By Don Simpson | April 29, 2012
Director: Daniel Schechter
Writers: Daniel Schechter, Tarik Lowe
Starring: Alex Karpovsky, Tarik Lowe, Arielle Kebbel, Melonie Diaz, Kevin Corrigan, Sophia Takal, Mike Landry, Lena Dunham, Michael Rivera, Sebastian Sozzi, Josh Alexander, Ryan O’Nan
It goes without saying that editors are an integral part of every film production, yet they rarely receive the recognition (or thanks) that they deserve; so, with Supporting Characters, writer-director-editor Daniel Schechter gives us a glimpse into the everyday lives of two fictional editors — Darryl (Tarik Lowe) and Nick (Alex Karpovsky).

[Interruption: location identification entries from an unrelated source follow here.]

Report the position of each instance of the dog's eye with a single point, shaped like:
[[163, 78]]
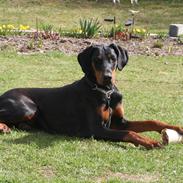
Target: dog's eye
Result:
[[113, 58]]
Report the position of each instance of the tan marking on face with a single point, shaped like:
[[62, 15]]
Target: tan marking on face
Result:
[[114, 76], [98, 75]]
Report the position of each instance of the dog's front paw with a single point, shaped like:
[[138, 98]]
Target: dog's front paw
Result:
[[4, 128], [153, 144]]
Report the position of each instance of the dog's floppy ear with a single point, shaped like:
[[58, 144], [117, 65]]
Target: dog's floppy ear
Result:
[[84, 59], [122, 55]]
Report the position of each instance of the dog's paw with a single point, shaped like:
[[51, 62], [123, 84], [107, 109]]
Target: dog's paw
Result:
[[4, 128], [153, 144]]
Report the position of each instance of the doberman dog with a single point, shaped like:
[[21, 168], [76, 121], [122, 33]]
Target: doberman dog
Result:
[[90, 107]]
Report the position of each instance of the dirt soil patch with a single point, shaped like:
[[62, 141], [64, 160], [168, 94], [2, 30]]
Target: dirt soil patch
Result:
[[27, 45]]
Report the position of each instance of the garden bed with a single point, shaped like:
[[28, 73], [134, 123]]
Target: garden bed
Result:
[[26, 44]]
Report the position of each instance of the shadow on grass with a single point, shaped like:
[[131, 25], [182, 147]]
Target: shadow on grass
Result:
[[44, 140]]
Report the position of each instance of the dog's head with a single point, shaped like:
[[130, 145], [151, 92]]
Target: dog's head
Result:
[[101, 61]]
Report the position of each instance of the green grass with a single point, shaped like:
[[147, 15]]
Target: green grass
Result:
[[154, 15], [152, 88]]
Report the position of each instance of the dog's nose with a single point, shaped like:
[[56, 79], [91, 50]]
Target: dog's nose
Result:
[[107, 78]]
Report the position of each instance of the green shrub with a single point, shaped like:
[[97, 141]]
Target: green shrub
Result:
[[158, 44], [89, 27]]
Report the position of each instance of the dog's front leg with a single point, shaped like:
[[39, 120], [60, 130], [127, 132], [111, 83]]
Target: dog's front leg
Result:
[[139, 126], [102, 132]]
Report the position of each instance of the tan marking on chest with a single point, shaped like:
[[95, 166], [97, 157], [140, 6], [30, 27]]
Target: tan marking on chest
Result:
[[119, 111], [104, 113]]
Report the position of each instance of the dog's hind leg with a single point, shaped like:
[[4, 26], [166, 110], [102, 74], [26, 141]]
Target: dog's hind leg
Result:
[[15, 110]]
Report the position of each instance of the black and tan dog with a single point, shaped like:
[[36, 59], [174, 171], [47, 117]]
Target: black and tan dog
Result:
[[89, 107]]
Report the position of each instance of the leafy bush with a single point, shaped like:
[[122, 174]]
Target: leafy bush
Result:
[[158, 44], [116, 29], [162, 35], [89, 28], [47, 28], [139, 32]]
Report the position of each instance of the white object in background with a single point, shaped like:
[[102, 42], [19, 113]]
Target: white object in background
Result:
[[171, 136]]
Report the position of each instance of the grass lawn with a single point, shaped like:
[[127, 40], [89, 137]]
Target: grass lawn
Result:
[[154, 15], [152, 88]]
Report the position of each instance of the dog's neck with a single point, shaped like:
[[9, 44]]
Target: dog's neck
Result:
[[106, 90]]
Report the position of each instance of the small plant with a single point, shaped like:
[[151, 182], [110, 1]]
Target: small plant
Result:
[[162, 35], [180, 40], [10, 29], [158, 44], [89, 28], [139, 33], [47, 28]]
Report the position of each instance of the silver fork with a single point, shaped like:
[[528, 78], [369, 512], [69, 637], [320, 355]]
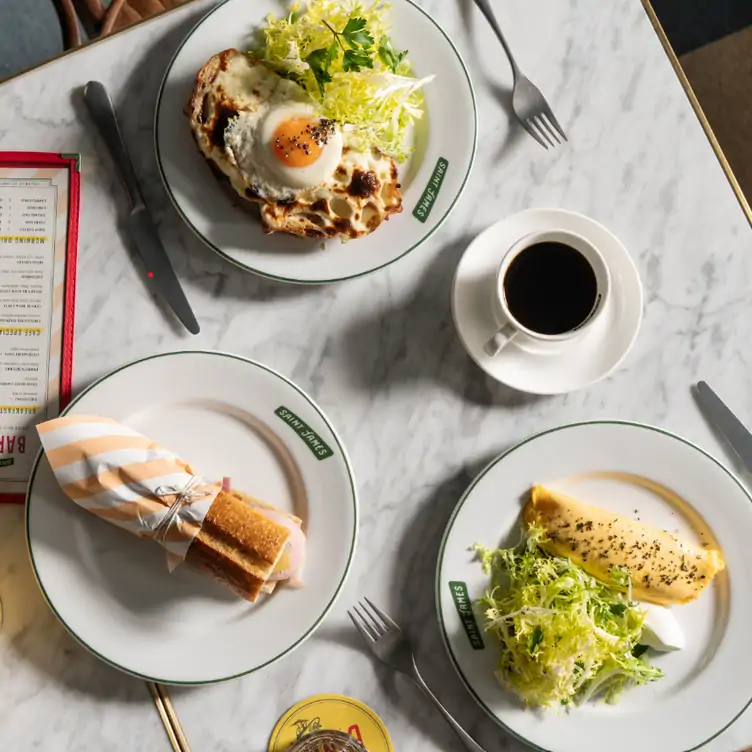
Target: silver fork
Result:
[[387, 641], [528, 103]]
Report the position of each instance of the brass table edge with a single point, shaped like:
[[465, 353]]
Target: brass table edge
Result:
[[697, 107], [169, 716]]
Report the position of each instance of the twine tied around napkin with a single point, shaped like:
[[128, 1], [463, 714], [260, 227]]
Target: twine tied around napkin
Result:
[[129, 480]]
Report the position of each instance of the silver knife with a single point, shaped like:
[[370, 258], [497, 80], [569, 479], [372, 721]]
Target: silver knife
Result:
[[730, 427], [140, 224]]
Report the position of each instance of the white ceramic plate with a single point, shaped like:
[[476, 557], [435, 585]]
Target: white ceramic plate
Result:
[[112, 591], [444, 144], [706, 686], [532, 367]]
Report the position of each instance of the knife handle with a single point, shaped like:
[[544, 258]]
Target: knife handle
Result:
[[102, 113]]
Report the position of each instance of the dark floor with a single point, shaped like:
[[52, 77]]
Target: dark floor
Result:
[[690, 24]]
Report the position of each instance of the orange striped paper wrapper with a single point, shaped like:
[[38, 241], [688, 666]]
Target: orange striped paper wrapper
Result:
[[127, 479]]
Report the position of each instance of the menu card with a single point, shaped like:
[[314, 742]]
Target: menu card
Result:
[[39, 199]]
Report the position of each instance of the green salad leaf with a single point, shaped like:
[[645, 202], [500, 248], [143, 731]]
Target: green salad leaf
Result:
[[565, 637], [330, 48]]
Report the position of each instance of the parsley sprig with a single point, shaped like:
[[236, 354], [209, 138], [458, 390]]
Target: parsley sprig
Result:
[[356, 43]]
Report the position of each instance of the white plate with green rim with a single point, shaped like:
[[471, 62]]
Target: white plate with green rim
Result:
[[432, 180], [705, 687], [228, 416]]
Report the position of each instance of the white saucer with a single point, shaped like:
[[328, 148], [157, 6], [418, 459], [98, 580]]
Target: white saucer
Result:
[[528, 367]]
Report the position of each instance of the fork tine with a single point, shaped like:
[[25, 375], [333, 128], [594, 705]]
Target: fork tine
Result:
[[550, 115], [367, 617], [528, 126], [365, 631], [542, 132], [548, 129], [391, 624]]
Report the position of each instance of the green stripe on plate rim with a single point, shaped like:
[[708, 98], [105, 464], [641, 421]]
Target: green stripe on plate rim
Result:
[[353, 541], [461, 502], [279, 278]]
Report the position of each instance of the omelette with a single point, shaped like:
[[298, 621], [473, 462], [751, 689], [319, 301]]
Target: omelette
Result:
[[263, 139], [664, 569]]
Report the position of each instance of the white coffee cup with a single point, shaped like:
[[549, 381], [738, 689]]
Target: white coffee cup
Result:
[[512, 329]]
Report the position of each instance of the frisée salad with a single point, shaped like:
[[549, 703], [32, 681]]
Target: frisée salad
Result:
[[565, 636]]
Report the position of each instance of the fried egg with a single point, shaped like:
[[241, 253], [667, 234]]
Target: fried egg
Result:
[[285, 150], [263, 138]]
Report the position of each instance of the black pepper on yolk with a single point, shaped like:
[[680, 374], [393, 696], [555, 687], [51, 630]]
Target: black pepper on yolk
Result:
[[298, 142]]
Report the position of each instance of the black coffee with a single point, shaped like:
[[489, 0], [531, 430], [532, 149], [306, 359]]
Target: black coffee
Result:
[[550, 288]]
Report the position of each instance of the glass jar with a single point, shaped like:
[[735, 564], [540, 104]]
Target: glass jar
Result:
[[327, 741]]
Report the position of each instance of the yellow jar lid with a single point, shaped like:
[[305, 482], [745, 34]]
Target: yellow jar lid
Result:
[[333, 712]]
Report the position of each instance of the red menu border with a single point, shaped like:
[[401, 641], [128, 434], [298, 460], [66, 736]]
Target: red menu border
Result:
[[73, 163]]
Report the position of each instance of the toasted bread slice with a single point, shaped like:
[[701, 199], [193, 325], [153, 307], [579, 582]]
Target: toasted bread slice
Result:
[[238, 545]]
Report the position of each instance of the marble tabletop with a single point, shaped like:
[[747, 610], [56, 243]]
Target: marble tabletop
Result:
[[380, 353]]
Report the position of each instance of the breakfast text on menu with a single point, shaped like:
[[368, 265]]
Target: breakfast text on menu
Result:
[[30, 206]]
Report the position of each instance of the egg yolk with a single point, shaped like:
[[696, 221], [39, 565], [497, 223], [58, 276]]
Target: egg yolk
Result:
[[298, 142]]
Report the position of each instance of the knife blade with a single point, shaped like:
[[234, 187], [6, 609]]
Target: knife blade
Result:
[[730, 427], [140, 224]]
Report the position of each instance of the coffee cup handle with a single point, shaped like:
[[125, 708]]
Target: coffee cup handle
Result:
[[500, 340]]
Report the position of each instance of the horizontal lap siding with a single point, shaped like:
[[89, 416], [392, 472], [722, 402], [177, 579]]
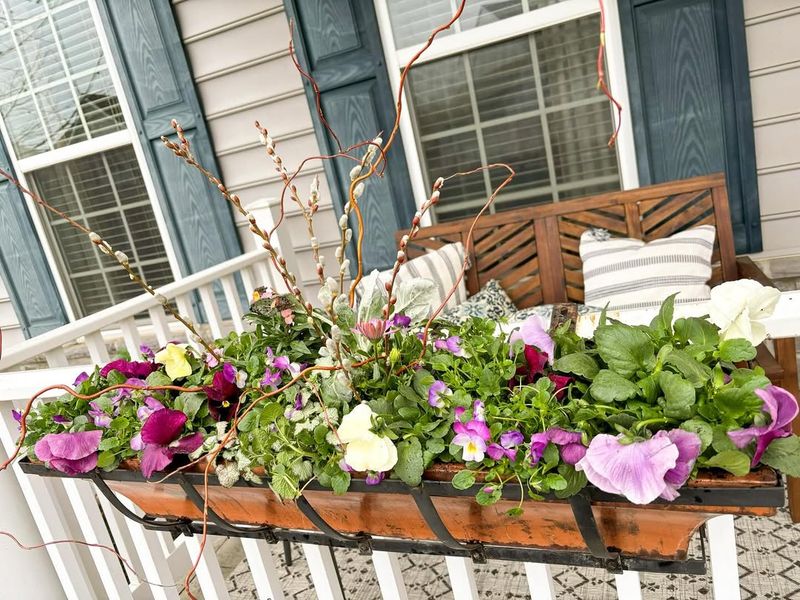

Darryl and Nick work as a team, accenting the fact that editing is a multifaceted process — Darryl handles the dirty work (basically keeping everything organized) while Nick focuses on the creative side of editing. They are currently working on a film by Adrian (Kevin Corrigan); but, for whatever reason, the director provides them with very little guidance. Darryl and Nick are forced to make some very difficult decisions on their own — they strongly disagree with each other over the possible deletion of one specific character. Nick trumps Darryl and his decision causes them to butt heads with each other, as well as with Adrian. (Adrian also butts heads with the cinematographer and everyone seems to butt heads with the producer — with all of this headbutting going on it is amazing that any work gets done.)
The power dynamic between the editing duo grows increasingly frictional as the situations with their respective lovers also becomes rocky. In Nick’s case, it is more than just work related stress that causes the rift between him and his fiance, Amy (Sophia Takal); it is mainly due to Nick’s flirty new friendship with Jamie (Arielle Kebbel), the lead actor of Adrian’s indie comedy. Meanwhile, Darryl is desperately trying to hold onto Liana (Melonie Diaz), but he seems unable to get the upper hand at work or at home. In other words, “being a guy isn’t always easy.”
Supporting Characters is about not getting the respect that you are due; but Schechter’s film is also about the human desire for security — whether it be financial, romantic, career — especially in the uncertain world of freelancing. Because of their career, Daryl and Nick are forced to exist day by day, project to project. No matter how much they love working in film production, it is a lifestyle that makes long-term relationships quite difficult to maintain.